I thought I'd be that person who ate a well earned sandwich at the top if a mountain; who paddled the Colorado River; discussed philosophy and great love by campfires; who traveled the world making friends of strangers and would never settle for mediocre.
But mediocre and "safe" crept in on the heels of fear. Fear convinced me to abandon my dreams and goals and to settle for "safe". But "safe" doesn't make life worth living. You may live long and in relative comfort but at what cost?
If we long to live should we listen? Can we even hear the cry any longer after years of suffocating it with Netflix, booze, pizza, shopping?
Someone once said, "If you do what you've always done, you'll get what you've always gotten."
I want something new.
I've got to have something new.
Saturday, July 5, 2014
the absence of sadness
Usually happiness is just a choice we make about our situation. A matter of attitude.
But after years of denying that happiness matters I'm at a loss. At what point should happiness factor in? Is it ever healthy to seek out happiness? Is the pursuit ever anything beyond a manifestation of selfishness?
I've been told that God doesn't care if I am happy. I've been told that God always wants me to be happy. Which is correct? I'm not convinced that God actually cares either way.
A lack of happiness will not ruin your life.
In the end is happiness just the emotional choice we make about our circumstances? Or is it the absence of sadness?
Saturday, June 28, 2014
sugar cookie
I didn't understand "car accident". All I knew was that my cookie was ugly.
Both Nanny and her car looked ok. I was unsure how to express that I was upset. That I was worried about Nanny and her bruises like everyone else. Instead I took the cookie and walked away.
Wednesday, June 25, 2014
summer soundtrack
It reminds me of all the country drives we took in high school. Arms out the windows, heading toward campfires and boys and best friends.
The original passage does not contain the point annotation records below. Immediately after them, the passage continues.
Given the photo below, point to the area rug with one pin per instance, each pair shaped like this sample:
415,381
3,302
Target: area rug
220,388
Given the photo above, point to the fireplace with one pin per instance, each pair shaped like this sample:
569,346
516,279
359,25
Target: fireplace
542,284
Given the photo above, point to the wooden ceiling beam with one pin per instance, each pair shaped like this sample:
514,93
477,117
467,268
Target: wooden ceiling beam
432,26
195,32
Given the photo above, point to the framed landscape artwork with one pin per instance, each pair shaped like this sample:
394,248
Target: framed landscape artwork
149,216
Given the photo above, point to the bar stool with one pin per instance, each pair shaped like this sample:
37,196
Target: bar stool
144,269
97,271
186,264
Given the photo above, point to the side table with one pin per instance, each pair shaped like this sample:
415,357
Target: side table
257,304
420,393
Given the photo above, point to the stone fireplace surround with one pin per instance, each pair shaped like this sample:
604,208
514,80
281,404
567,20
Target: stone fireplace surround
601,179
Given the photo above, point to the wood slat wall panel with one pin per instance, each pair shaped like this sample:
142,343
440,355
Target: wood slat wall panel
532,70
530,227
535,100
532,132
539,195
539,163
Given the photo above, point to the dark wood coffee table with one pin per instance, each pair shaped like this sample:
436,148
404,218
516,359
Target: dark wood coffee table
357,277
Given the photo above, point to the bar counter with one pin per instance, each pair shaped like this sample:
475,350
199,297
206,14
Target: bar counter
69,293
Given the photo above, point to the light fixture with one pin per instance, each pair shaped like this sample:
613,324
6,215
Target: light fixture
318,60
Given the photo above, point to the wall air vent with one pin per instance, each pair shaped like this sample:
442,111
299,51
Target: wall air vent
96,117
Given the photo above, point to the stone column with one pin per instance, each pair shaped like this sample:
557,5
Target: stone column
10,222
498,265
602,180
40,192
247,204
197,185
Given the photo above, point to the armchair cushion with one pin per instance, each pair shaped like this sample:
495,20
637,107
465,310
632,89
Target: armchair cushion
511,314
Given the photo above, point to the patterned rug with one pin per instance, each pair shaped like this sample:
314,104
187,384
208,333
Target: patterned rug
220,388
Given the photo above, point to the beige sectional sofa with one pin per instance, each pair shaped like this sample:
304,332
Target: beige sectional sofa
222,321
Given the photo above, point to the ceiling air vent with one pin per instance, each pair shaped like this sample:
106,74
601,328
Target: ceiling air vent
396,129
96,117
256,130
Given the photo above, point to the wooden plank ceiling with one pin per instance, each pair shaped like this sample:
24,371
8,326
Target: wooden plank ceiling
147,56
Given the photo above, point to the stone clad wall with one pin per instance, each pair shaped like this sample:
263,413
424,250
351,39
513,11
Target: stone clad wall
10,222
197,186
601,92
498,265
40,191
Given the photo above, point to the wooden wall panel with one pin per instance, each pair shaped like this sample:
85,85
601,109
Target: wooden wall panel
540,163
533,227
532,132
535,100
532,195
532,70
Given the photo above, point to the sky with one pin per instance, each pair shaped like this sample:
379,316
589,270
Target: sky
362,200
Always looking forward to the future. Naturally music played a big part. Here's my current summer soundtrack - I've got my eye on a few interesting roads, maybe I'll explore them this weekend.
Friday, June 20, 2014
lusterless
Remember what we said? We imagined who we would be.
We'd laugh at opposition. Sneer at obstacles until they removed themselves from our paths.
Fairy tales were our reality.
But bright eyes grow dim with experience and seeing past disappointment is impossible for the myopic.
Shattered rosy lenses heaped and ready for melting. Give them to the next generation.